A cette dernière date, elle connaît un taux de chômage supérieur à celui des autres catégories. Certains de ces immigrés rejoignent l’Etoile nord africaine, créée en 1926 par Messali Hadj, lié au Parti communiste, qui revendique l’indépendance pour l’Algérie. La main d’œuvre étrangère est contrôlée: en 1919, une carte d’identité est imposée à tout étranger de plus de 15 ans présent sur territoire français. En 1926, la détention d’un contrat de travail est exigée pour pouvoir exercer une activité salariée ; ce contrat bafoue souvent le droit français. La carte d’identité doit être visée à chaque changement de résidence et de secteur d’activité professionnelle. Cette population étrangère est fortement masculine, ouvrière, elle a un faible niveau d’instruction. En principe l’égalité des salaires avec les Français est respectée mais les étrangers occupent majoritairement les métiers les plus déqualifiés et favorisent ainsi la promotion des ouvriers français. Ils restent le plus souvent entre eux, au sein de leur communauté dans laquelle ils se marient. Dans les années 1920, le travail étant abondant et les étrangers n’ayant pas l’intention de s’installer en France, les tensions avec les travailleurs français sont limitées. Cependant, cette main d’œuvre surexploitée, dont l’intégration n’est pas souhaitée, se rapproche des organisations les plus radicales. A ce titre, elle est attirée par le PCF qui respecte les différences culturelles. Le gouvernement du Cartel de gauches donne comme instruction de favoriser les naturalisations et, en 1927, une loi, adoptée à une très large majorité, réduit à 3 ans le délai pour qu’un étranger puisse demander la naturalisation. En 1932, on estime à 350 000 le nombre d’étrangers devenus Français.
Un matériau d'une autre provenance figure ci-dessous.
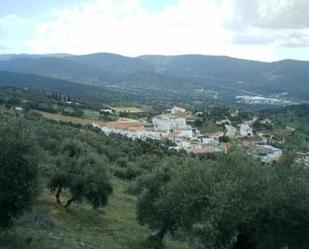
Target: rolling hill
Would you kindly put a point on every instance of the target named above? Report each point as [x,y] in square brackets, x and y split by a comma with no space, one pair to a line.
[183,72]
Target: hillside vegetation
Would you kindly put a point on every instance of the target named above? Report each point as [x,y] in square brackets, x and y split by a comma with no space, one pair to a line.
[229,76]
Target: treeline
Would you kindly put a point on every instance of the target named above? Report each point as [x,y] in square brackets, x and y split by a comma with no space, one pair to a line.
[225,201]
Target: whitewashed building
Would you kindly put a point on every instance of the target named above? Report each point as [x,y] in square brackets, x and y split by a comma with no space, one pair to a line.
[245,130]
[169,122]
[177,110]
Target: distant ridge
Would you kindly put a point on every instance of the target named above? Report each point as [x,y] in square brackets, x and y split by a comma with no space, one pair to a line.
[170,72]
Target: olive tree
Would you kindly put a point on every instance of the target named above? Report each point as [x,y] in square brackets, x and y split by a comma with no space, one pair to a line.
[18,170]
[79,171]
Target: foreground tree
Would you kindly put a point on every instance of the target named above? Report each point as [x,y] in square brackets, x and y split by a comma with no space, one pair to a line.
[231,202]
[78,170]
[18,171]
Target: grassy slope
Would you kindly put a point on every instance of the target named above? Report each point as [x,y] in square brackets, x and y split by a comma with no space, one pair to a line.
[52,227]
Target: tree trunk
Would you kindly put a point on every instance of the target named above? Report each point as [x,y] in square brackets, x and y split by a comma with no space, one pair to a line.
[243,242]
[69,202]
[161,233]
[57,195]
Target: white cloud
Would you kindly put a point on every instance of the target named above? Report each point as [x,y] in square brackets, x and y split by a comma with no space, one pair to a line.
[240,28]
[12,30]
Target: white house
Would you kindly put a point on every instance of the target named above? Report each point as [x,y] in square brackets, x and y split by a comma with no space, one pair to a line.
[169,122]
[245,130]
[177,110]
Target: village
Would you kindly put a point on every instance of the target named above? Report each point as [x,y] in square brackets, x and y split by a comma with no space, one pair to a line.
[174,125]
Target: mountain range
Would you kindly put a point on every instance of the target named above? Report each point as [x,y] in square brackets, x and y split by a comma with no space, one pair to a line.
[225,75]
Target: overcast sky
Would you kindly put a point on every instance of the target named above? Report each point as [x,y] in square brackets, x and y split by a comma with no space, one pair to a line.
[264,30]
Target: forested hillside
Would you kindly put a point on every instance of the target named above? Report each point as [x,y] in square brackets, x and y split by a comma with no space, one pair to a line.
[228,76]
[68,185]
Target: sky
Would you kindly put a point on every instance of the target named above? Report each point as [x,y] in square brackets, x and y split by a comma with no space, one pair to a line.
[266,30]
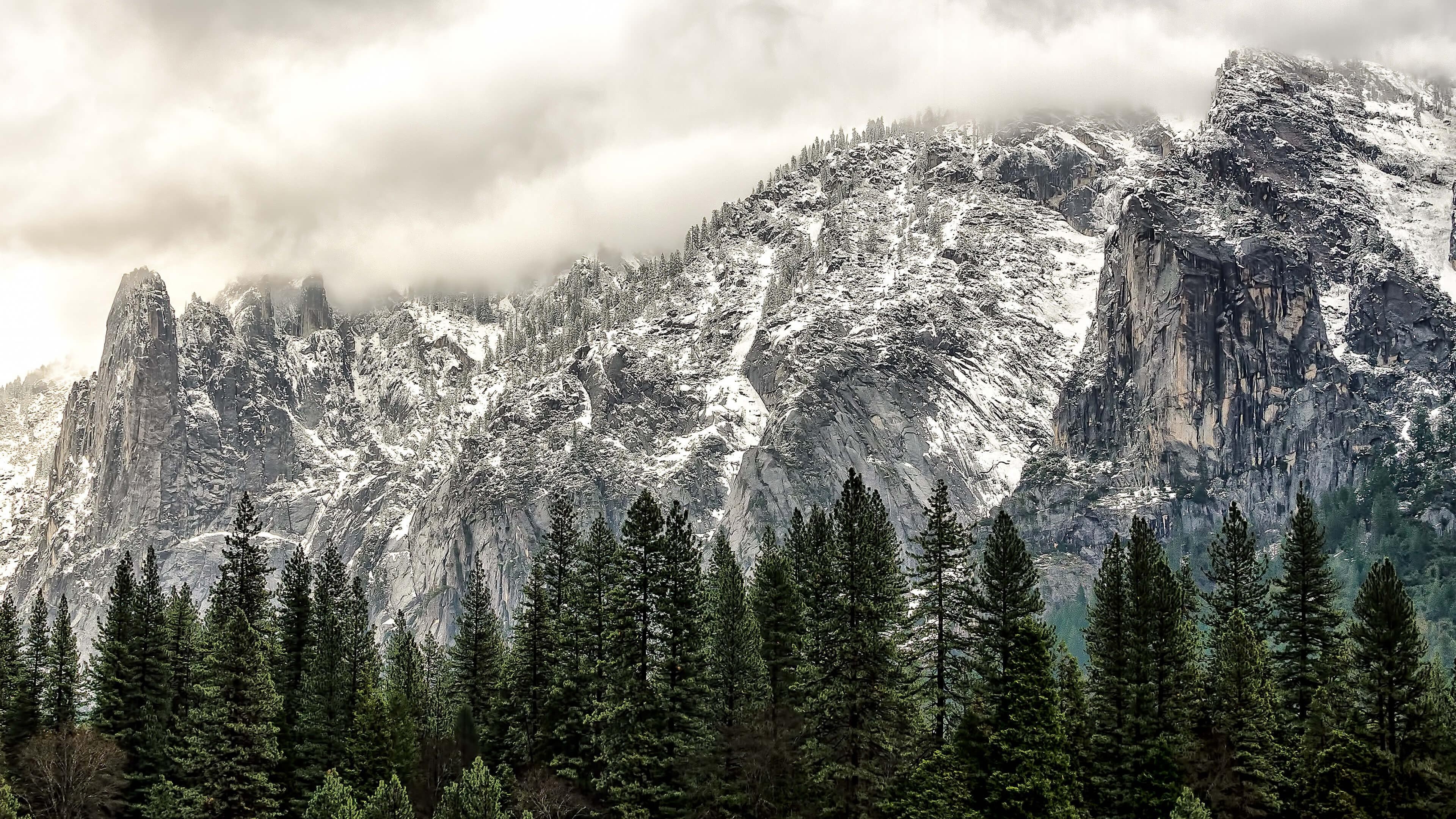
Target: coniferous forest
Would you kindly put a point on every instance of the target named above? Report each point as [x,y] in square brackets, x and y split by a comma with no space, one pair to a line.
[648,675]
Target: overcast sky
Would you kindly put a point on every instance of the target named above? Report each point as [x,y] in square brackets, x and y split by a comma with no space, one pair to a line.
[382,142]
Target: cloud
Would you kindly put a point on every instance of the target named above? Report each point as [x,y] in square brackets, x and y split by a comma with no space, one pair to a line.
[385,142]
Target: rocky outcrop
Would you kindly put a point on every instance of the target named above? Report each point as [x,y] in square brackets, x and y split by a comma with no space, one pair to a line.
[1097,315]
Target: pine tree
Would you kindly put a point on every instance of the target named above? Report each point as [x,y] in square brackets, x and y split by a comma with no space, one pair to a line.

C. L’accélération de l’urbanisation et la crise du logement. La guerre contribue à l’accélération de l’urbanisation et à la rupture de l’équilibre villes-campagne qui était au fondement de la IIIè République. Certaines campagnes du Nord-Est, évacuées pendant la guerre, ne sont pas repeuplées. Un certain nombre d’anciens combattants ruraux ne reviennent plus chez eux et l’exode rural de jeunes s’intensifie.  De 1921 à 1931, 2 millions de personnes viennent s’installer dans les villes et, au recensement de 1931, la population urbaine dépasse très légèrement, mais pour la première fois, la population rurale. La croissance urbaine concerne surtout les communes de plus de 100 000 habitants et notamment Paris et sa banlieue.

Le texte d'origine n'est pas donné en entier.